Ceramic sculpture detail, “another blue belt,” 2018 ceramic, cotton thread, papier-mâché and paint 15” x 60”
Desmond was born in New York state to parents who had a penchant for roaming. Following a relocation to New Mexico, she spent her childhood on airplanes, returning home to visit family whenever possible. Desmond spent many hours with her head in the clouds voyaging to parts both known and unknown. She said she may have a fair amount of roving wanderlust in her blood, thanks to a Hungarian grandmother.
Desmond’s wearable ceramic work is derived from her journeys, both literal and figurative, and is a flight into fanciful places others may not yet be able to see. It is an escape from what existed in the past, part functional costuming and part breakable adornment of the human figure. She said her work is an imaginative leap into the future and an expression of what it means to break free from adversity.
“Oil Field,” 2018 ballpoint pen on wood 9” x 12” x 1.25”
Garcia grew up in Gardena, Calif. and said his inspiration stems from a childhood fascination with comic books. From an early age, Garcia pursued an interest in illustration. On the weekends, he religiously watched cartoons before assisting his father in the family’s construction business.
His father’s work in residential construction directly influenced Garcia’s artistic development, both stylistically and in terms of the materials Garcia utilizes in his work. Garcia’s artwork consists of ballpoint pen drawings on wood, integrating this familiar medium into a broader context and expanding the potential of a common desk pen.
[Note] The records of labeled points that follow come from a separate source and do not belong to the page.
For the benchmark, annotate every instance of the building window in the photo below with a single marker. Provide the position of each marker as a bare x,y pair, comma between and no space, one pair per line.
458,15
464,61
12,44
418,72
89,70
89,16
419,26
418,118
While Bradbury’s, Desmond’s and Garcia’s works appear to be significantly different conceptually and stylistically, notable similarities tie their work together.
“All three artists draw from a well of youthful experiences in order to process and delineate an ongoing exploration and synthesis of what they observe and interpret about the world around them,” Desmond said. “This idea of ‘Perspective’ is the unifying thread that shows a relationship between their different past experiences and how it relates to their current physical and emotional environments.”